3. Be fully informed in advance about the incontinence supplies to be provided and any modifications to the initial request of service. Also, be fully informed of any provider service limitations.
4. Participate in the development and the periodic revision of the incontinence plan.
5. Have one’s property and person treated with respect, consideration, and recognition of client/patient’s dignity and individuality.
6. Voice grievances/complaints or recommend changes in policy, staff or incontinence service without restraint, interference, coercion, discrimination or reprisal and to have those grievances/complaints properly investigated.
7. Confidentiality and privacy of all information contained in the client/patient record and of Protected Health Information(PHI) and (ePHI).
8. Be fully informed orally and in writing of one’s financial responsibilities in advance of service being provided. There is no fee for the service as Medi-Cal is the payor and all charges will be billed directly to Medi-Cal for payment on your behalf.
It is the Client’s right:
1. To be free from mental and/or physical abuse.
2. To be informed of one’s responsibilities.
3. To receive or not receive service when the consequences of the refusal of service are fully presented.
4. To choose a health care provider.
5. To be able to identify visiting staff members through proper i.d., if applicable.
6. The Client has the right to be granted their civil rights without any discrimination by Kids Korner Medical Supply (KKMS).
CLIENT RESPONSIBILITIES
1. Client agrees to notify Kids Korner Medical Supply (KKMS) of any hospitalization, change in customer insurance, address, telephone number, or physician.
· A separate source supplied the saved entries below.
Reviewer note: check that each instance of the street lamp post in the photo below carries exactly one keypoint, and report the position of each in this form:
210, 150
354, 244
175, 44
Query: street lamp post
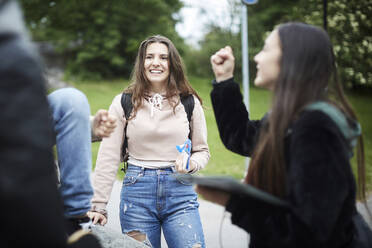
245, 57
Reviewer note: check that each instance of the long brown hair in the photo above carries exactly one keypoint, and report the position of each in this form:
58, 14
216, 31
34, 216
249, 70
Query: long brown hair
307, 73
177, 82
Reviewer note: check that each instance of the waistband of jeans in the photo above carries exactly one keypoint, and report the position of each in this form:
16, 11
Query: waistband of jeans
164, 169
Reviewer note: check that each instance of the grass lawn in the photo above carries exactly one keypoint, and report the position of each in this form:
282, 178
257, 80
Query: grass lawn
100, 95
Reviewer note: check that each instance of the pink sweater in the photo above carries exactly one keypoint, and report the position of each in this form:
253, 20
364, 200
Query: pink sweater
150, 139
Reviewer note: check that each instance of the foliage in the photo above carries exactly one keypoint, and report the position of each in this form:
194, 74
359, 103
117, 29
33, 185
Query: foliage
349, 25
101, 38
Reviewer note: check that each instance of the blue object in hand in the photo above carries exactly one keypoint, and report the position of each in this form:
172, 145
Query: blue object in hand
185, 147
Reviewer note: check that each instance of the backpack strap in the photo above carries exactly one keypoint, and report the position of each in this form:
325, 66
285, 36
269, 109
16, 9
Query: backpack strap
188, 103
350, 129
126, 104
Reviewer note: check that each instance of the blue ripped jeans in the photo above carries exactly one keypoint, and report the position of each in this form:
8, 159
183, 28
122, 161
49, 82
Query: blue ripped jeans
153, 199
70, 111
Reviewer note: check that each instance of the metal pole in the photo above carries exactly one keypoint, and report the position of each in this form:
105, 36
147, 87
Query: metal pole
245, 65
325, 24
2. Client agrees to assist Kids Korner Medical Supply (KKMS) in obtaining prescriptions and insurance denials if we are unable to get a response from the physician or insurance company.
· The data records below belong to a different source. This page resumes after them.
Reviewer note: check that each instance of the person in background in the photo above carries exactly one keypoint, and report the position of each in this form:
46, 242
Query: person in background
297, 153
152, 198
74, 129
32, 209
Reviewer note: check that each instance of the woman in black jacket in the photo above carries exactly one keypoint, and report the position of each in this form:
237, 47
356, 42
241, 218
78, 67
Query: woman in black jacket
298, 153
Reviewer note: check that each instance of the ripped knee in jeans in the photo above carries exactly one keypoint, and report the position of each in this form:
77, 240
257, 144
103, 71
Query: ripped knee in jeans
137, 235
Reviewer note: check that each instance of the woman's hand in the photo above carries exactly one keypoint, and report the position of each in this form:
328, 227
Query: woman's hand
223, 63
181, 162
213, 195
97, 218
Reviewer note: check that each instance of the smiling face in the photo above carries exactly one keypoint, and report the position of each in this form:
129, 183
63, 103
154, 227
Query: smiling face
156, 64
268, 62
3. Client understands that Kids Korner Medical Supply (KKMS) retains the right to refuse delivery of service to any client at any time.
4. Client agrees to contact Kids Korner Medical Supply (KKMS) in a timely manner (48 hours) if there is a mistake with their order or an order has been stolen. Otherwise, it is at the discretion of Kids Korner Medical Supply (KKMS) to replace or exchange the items received.
5. Client agrees that any legal fees resulting from a disagreement between the parties shall be borne by the unsuccessful party in any legal action taken.
** All staff members will understand and be able to discuss the Client Bill of Rights and Responsibilities with the client/patient and caregiver(s). Each staff member will receive training during orientation and attend an annual in-service education class on the Client Bill of Rights and Responsibilities.